Le Parlement européen relance la taxe sur les transactions financières

Le Parlement européen, quant à lui, a frappé à nouveau sur le clou de la taxe sur les transactions financières.

Dans un avis à simple valeur consultative approuvé par 487 voix pour, 152 contre et 46 absentions, le Parlement demande que le futur instrument cible davantage d'opérations et qu'il dissuade financièrement toute tentative d'évasion fiscale.

Pour ce faire, les eurodéputés préconisent notamment l'ajout au texte actuel d'un "principe d'émission".

Celui-ci imposerait aux institutions financières établies en dehors de la zone d'application le versement de la taxe pour toutes leurs transactions -même hors zone- de titres trouvant leur origine dans la zone d'application.

Les députés réclament en outre que l'assiette de la TTF soit élargie afin d'éviter les délocalisations et dissuader toute activité spéculative.
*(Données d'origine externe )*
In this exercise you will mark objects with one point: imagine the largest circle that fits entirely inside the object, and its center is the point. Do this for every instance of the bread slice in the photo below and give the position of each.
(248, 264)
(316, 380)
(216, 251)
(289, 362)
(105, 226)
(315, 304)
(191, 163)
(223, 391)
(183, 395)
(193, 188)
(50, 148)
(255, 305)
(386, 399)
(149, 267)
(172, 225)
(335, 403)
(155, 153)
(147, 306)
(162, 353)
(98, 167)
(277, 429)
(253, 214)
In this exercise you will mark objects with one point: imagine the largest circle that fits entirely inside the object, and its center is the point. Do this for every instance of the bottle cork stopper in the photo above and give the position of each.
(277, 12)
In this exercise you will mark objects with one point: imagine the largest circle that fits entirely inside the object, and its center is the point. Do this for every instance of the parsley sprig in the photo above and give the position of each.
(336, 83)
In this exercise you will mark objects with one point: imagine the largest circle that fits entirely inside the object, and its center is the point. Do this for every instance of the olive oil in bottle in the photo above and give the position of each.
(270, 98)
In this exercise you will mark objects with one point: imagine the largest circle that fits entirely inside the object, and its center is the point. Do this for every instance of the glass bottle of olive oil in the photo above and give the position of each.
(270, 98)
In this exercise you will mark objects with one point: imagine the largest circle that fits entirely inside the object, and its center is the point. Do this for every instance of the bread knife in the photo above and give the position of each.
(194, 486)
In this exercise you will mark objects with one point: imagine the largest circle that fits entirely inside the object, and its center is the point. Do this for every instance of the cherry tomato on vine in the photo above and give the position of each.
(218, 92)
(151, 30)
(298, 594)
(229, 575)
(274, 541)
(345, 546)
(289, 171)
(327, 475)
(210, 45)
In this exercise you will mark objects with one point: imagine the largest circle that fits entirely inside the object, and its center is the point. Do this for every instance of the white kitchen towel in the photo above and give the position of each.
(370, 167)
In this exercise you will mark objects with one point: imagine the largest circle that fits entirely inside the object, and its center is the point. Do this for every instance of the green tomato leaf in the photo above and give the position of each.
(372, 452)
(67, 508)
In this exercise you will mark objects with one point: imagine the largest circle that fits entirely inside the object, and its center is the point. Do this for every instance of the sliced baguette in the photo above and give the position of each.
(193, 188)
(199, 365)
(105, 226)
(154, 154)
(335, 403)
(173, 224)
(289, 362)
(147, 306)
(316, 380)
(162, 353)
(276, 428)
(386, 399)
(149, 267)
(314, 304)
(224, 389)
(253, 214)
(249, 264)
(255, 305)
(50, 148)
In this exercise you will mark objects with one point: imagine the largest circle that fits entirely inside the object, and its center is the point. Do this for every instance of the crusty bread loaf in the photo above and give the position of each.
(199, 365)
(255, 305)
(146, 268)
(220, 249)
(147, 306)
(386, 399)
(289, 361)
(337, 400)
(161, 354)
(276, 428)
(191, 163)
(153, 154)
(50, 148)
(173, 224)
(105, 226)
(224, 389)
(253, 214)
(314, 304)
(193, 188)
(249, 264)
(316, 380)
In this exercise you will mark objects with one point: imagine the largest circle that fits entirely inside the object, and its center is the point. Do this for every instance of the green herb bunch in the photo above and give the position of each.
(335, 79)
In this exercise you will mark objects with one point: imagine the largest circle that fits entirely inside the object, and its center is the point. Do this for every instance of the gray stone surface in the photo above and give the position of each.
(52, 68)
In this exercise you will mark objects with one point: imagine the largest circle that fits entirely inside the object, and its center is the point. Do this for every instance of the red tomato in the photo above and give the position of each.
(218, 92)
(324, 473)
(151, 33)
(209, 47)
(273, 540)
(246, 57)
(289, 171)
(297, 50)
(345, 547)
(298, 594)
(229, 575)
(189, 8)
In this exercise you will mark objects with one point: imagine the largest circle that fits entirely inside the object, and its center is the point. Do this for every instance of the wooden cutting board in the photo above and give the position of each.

Une exemption -de taille- a toutefois été concédée aux fonds de pension dont les opérations ne devraient pas être visées par la taxe, selon une majorité d'eurodéputés.

Réclamée depuis des années par la société civile et proposée officiellement à l'automne dernier par la Commission européenne, le projet de TTF européenne vise à réclamer une contribution aux marchés financiers, jugés partiellement responsables de la crise qui sévit depuis 2008.

Le projet consiste à imposer d'ici deux ans une taxe de 0,1% sur toutes les transactions d'actions et d'obligations, et de 0,01% pour les produits dérivés.

Selon certaines estimations, il rapporterait quelque 80 milliards d'euros par an à l'horizon 2020, dont une partie pourrait directement abonder le budget européen, selon les voeux de la Commission, réduisant ainsi les contributions nationales versées aujourd'hui par les États membres au pot commun.

Ne pas avoir peur

Appuyée par deux Européens sur trois selon un sondage Eurobaromètre récent, la TFF suscite néanmoins de vives résistances. Ses détracteurs assurent qu'elle nuira à la compétitivité européenne, en provoquant la fuite des opérateurs financiers établis sur le Vieux continent.

"N'ayons pas peur de l'alarmisme des spéculateurs les plus imprudents et des opérateurs pratiquant le courtage à haute fréquence, qui affirment qu'ils quitteront le continent si la TTF entre en vigueur. Il est temps de les mettre au pied du mur et si certains décident de partir plutôt que de changer leur modèle économique, le résultat sera également positif", leur a répondu mercredi le rapporteur du Parlement pour cette résolution, la socialiste grecque Anni Podimata.